You can put together the pieces. Drunken/stoned/stupid idiots will dial the number with the biggest print.

At the same time as The Boss is calling I receive two other calls from my Surbuban Gangsta wannabes, demanding that I return to collect them. Having previously explained that I cannot hang around on the street near their club, I ask if they're ALL TOGETHER.

You can get the gist of the answer from the 'click'.

Sigh. Nothing new in all this. Fifteen too many drinks, out of control egos, logic circuits burned out by the desire to get laid - this isn't going to be pretty. Of course when I lob at the front of the club, only a handful of these wankers is there. My backup plan is a parking lot I know of just around the corner, so I head there. It's one way in and out and only as wide a table-tennis table, so it requires a twenty point turn to get pointed the right way, but eventually we're settled, ready to head out.

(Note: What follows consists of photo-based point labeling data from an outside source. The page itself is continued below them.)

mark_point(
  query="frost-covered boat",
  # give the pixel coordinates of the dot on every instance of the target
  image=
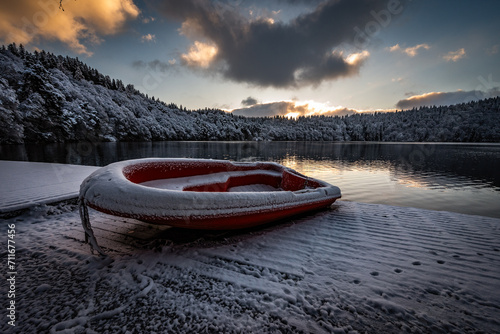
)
(201, 193)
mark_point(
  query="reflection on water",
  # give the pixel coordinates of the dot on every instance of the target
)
(453, 177)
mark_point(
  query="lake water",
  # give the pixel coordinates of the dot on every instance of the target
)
(462, 178)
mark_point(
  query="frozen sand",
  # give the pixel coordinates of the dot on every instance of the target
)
(356, 268)
(24, 184)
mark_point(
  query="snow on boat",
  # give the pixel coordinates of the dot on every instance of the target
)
(201, 193)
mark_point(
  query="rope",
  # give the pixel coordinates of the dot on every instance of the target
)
(89, 233)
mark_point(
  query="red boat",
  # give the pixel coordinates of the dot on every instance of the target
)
(201, 193)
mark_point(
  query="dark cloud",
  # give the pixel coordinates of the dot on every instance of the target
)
(260, 52)
(249, 101)
(445, 98)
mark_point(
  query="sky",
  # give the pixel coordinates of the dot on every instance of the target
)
(276, 57)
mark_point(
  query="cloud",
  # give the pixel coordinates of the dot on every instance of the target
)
(455, 55)
(445, 98)
(249, 101)
(303, 51)
(410, 51)
(148, 38)
(290, 109)
(200, 55)
(493, 50)
(81, 23)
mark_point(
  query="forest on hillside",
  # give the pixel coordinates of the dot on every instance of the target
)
(51, 98)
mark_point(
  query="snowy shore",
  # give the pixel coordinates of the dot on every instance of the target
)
(355, 268)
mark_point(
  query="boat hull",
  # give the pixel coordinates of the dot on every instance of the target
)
(203, 194)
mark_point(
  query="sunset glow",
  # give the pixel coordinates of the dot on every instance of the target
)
(333, 57)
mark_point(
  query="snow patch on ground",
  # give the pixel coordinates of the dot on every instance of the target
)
(355, 268)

Then the screaming begins.

Turns out that one of the young 'men' has tainted another of the young men's manhood with a stray drunk comment or two, and they're now bashing the shit out of each other next to Robert's limousine. For a moment I think about it. Then I decide that all I'll get is a large dry-cleaning bill, so I simply watch as these two gentlemen settle matters with honour. Frankly, I wished they'd used duelling pistols...that would have been more interesting.

Eventually the moody brawlers are separated, and we head back. These people are on a fixed release date, remember, having paid cash ahead of time, so I was ready to leave in any case.

We pulled up back at the front door of the bar from which we'd left pretty much on time. I was so glad to have the night over that I think my spirits were as high at that point as at any other during the evening.

It took two hours to clean up after the pigs.

No tip.

The Boss spoke to me on the Monday and accused me of being asleep while 'your customers were calling you.' He trusted these fools more than me.

And there, ladies and gentlemen, you have the kind of arseholes who own limousine services.